MONTGOMERY, Ala. — Alabama Gov. Robert Bentley on Thursday signed a compromise bill that divvies up hundreds of millions of dollars of oil spill settlement funds for a mixture of paying debts, Medicaid and roads.

Under the plan, Alabama will take a smaller lump sum payment of about $640 million, instead of being paid in installments over 18 years.

“We can bring this money forward and use it right now to pay off debts, primarily, but also to shore up Medicaid,” Bentley said.

The governor signed the bill Thursday at a ceremony at the Alabama Capitol. The Alabama Legislature gave final approval to the bill Wednesday night after lawmakers agreed to a compromise on how to spend the money.

The plan will steer $400 million to repay money borrowed during past budget shortfalls. It will also steer $120 million to the state’s Medicaid program over the next two years and $120 million to build roads in two coastal counties.

Bentley said the plan, “buys us some time” in dealing with large shortfalls in the state’s Medicaid program.

“We still need long-term funding but it buys us some time,” Bentley said.

The state is receiving the money to compensate for economic damages incurred statewide from the 2010 oil spill in the Gulf of Mexico. The disaster was the largest offshore oil spill in U.S. history.

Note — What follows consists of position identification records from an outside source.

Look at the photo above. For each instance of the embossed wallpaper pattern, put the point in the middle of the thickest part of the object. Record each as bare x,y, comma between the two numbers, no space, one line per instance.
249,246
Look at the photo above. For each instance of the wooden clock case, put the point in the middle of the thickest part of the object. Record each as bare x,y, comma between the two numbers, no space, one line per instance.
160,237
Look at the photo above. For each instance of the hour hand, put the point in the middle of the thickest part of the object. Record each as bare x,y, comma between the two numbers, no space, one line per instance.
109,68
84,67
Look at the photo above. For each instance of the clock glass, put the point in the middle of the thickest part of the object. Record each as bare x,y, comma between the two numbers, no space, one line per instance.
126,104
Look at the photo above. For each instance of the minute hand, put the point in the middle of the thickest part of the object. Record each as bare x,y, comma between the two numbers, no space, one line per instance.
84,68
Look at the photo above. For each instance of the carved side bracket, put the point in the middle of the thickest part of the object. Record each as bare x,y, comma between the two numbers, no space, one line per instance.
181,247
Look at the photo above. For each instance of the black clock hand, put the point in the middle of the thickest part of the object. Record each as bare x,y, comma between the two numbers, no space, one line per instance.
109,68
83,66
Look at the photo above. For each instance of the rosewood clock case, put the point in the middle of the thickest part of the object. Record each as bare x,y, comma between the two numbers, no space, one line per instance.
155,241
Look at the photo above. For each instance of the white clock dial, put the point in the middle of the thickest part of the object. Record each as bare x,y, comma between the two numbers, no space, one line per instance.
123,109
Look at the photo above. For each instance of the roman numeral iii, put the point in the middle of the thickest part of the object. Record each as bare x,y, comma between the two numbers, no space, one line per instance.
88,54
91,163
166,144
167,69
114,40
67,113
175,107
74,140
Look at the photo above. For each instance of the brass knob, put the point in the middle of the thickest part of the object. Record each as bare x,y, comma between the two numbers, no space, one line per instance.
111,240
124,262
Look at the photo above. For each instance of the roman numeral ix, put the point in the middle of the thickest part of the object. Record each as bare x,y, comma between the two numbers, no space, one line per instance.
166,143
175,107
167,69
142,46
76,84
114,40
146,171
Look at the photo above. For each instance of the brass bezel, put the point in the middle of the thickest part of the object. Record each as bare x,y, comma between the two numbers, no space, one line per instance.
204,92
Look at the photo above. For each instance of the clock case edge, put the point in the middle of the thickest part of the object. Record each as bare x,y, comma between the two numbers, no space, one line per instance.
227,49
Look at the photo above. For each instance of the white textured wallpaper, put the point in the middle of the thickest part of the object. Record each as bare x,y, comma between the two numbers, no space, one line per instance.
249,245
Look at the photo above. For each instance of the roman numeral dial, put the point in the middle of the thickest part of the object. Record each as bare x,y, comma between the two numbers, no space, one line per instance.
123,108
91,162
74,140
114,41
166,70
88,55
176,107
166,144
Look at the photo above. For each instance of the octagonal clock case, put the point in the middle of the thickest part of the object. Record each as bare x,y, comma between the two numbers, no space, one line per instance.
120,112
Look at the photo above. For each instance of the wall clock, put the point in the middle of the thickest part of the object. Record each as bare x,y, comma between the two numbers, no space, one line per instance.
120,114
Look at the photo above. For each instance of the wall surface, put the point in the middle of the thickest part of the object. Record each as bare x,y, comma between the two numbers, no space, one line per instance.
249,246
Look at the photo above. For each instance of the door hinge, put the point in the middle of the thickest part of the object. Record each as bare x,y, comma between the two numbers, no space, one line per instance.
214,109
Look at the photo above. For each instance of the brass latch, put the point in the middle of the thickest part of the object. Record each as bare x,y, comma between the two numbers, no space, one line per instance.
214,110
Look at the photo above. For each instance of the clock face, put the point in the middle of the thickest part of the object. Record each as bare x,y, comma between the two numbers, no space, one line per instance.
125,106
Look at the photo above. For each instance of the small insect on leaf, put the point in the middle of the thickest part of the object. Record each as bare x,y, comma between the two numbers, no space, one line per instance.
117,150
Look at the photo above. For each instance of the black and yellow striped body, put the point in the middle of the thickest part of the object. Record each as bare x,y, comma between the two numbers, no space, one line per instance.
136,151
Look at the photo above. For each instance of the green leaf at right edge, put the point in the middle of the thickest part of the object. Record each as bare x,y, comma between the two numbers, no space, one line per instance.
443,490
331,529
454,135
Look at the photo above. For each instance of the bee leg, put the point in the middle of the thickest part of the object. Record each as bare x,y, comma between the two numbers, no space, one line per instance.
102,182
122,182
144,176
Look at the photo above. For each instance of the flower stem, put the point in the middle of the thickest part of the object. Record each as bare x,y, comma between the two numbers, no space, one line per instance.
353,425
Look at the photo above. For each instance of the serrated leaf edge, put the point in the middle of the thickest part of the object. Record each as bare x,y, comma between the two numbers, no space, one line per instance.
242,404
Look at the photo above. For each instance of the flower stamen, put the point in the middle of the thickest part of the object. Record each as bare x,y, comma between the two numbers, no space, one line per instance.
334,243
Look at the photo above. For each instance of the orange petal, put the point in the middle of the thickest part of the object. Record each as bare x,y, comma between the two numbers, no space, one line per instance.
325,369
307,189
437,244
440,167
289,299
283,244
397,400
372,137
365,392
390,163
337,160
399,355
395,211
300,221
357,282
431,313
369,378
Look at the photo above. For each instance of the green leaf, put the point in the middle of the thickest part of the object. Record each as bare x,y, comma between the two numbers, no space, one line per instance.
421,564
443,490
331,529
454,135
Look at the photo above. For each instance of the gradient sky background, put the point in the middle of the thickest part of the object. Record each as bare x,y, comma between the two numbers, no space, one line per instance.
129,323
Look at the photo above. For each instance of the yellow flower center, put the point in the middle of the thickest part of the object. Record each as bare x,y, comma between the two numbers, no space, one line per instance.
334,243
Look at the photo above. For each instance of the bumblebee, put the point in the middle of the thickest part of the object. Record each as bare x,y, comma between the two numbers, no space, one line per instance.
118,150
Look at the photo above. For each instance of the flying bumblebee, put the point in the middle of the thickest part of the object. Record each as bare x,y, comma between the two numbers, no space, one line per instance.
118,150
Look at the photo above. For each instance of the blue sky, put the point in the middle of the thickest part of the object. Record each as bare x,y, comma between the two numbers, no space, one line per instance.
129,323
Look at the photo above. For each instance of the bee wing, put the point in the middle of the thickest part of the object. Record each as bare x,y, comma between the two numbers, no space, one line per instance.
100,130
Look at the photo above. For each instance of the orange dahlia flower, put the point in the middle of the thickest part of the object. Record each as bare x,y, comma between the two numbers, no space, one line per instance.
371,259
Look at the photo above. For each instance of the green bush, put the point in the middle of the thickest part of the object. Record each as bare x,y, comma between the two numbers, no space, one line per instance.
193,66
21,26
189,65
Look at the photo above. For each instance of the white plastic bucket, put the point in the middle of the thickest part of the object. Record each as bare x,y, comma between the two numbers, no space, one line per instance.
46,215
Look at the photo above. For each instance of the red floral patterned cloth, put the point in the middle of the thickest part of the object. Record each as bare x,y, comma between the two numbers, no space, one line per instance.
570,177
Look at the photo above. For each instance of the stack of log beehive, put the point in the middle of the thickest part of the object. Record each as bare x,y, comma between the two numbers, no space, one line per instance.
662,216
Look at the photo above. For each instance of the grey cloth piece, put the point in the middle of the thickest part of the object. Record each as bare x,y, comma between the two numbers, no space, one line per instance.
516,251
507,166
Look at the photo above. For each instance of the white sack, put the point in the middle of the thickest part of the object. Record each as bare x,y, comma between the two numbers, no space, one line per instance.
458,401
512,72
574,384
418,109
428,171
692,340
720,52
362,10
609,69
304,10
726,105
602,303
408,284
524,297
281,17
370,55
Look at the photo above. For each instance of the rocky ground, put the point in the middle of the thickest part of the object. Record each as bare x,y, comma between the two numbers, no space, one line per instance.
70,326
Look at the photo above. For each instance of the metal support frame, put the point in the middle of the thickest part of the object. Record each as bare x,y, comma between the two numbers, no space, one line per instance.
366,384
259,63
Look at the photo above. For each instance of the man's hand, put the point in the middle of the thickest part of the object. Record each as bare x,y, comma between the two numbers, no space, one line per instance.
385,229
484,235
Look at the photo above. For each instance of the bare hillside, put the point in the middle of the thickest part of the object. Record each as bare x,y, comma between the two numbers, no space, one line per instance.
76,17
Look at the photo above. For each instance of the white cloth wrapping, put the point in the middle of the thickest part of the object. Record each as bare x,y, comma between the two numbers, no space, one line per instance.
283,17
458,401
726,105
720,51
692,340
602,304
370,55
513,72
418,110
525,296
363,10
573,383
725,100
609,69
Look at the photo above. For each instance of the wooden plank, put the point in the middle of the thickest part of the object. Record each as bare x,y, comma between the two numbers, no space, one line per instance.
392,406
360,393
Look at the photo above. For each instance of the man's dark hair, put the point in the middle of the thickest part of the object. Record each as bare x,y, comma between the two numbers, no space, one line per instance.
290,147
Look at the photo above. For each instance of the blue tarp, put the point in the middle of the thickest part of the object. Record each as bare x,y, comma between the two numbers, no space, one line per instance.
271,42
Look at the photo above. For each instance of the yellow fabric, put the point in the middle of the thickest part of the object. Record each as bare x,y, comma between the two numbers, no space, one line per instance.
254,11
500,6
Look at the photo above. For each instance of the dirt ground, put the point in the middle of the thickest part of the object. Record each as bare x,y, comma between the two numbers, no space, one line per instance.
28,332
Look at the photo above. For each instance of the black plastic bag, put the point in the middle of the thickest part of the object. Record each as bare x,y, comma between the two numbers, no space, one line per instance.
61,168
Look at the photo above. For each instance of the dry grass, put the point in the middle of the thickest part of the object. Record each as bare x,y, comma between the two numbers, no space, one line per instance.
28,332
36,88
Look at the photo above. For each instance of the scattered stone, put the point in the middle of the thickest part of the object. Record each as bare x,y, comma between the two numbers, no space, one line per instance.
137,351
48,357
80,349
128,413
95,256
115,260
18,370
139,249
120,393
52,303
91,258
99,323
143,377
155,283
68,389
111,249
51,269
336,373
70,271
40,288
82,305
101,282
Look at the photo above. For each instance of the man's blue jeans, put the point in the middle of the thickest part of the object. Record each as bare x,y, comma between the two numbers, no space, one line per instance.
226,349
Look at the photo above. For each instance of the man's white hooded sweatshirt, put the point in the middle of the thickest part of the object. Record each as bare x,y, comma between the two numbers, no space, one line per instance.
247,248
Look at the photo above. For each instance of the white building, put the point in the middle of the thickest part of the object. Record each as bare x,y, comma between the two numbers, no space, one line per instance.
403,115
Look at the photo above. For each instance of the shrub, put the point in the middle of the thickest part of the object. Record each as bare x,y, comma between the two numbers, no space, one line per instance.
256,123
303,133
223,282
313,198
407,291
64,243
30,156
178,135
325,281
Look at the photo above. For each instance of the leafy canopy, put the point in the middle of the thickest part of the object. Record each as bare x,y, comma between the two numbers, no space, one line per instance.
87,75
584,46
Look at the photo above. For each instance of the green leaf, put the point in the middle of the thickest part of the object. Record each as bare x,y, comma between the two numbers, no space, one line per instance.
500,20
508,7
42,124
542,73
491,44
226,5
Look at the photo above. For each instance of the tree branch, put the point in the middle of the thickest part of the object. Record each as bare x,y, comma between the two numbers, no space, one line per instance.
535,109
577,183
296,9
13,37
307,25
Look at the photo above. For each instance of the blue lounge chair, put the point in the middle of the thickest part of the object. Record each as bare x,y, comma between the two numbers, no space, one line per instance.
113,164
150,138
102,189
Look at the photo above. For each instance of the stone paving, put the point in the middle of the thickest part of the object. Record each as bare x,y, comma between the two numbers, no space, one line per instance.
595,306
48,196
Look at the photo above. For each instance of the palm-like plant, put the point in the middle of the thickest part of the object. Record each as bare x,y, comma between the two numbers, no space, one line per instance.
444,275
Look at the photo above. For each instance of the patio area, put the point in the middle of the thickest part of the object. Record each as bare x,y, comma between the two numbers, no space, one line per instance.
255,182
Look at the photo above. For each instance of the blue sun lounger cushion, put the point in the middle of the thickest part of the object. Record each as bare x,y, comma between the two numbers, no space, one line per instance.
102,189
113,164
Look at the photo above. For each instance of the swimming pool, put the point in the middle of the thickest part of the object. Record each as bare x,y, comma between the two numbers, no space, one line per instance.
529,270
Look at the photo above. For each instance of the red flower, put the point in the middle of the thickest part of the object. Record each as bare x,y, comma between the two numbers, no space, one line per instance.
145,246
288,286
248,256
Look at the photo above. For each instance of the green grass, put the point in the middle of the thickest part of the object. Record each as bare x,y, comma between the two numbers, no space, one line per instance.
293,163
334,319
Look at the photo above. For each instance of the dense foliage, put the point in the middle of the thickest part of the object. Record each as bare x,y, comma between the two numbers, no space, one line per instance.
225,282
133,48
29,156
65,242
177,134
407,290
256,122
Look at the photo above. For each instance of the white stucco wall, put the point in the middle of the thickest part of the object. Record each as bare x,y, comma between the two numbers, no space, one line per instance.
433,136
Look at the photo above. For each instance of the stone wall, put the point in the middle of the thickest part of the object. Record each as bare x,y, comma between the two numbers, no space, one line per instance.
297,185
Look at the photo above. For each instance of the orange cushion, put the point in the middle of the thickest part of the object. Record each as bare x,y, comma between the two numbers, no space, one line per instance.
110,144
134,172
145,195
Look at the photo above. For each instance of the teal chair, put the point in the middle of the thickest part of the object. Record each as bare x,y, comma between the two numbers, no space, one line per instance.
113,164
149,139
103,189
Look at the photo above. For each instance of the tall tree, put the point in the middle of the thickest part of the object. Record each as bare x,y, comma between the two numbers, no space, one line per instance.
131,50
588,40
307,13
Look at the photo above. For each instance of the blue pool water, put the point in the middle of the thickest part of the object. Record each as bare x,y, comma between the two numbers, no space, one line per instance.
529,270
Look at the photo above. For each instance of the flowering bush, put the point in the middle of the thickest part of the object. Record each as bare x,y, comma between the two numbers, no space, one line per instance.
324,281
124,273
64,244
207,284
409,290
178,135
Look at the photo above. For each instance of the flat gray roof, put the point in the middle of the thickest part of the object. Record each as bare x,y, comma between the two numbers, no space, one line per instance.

The bill was the major product of a special session called by Bentley on a proposed state lottery and other ways to try to get additional money to the state’s Medicaid program. After lottery legislation died, the oil spill settlement bill took center stage.

Bentley said he was disappointed that lawmakers did not approve the lottery bill which would have put the decision to voters on whether to create a state lottery to fund Medicaid.

“We should have given them that right,” Bentley said. Alabama is one of six states without a lottery.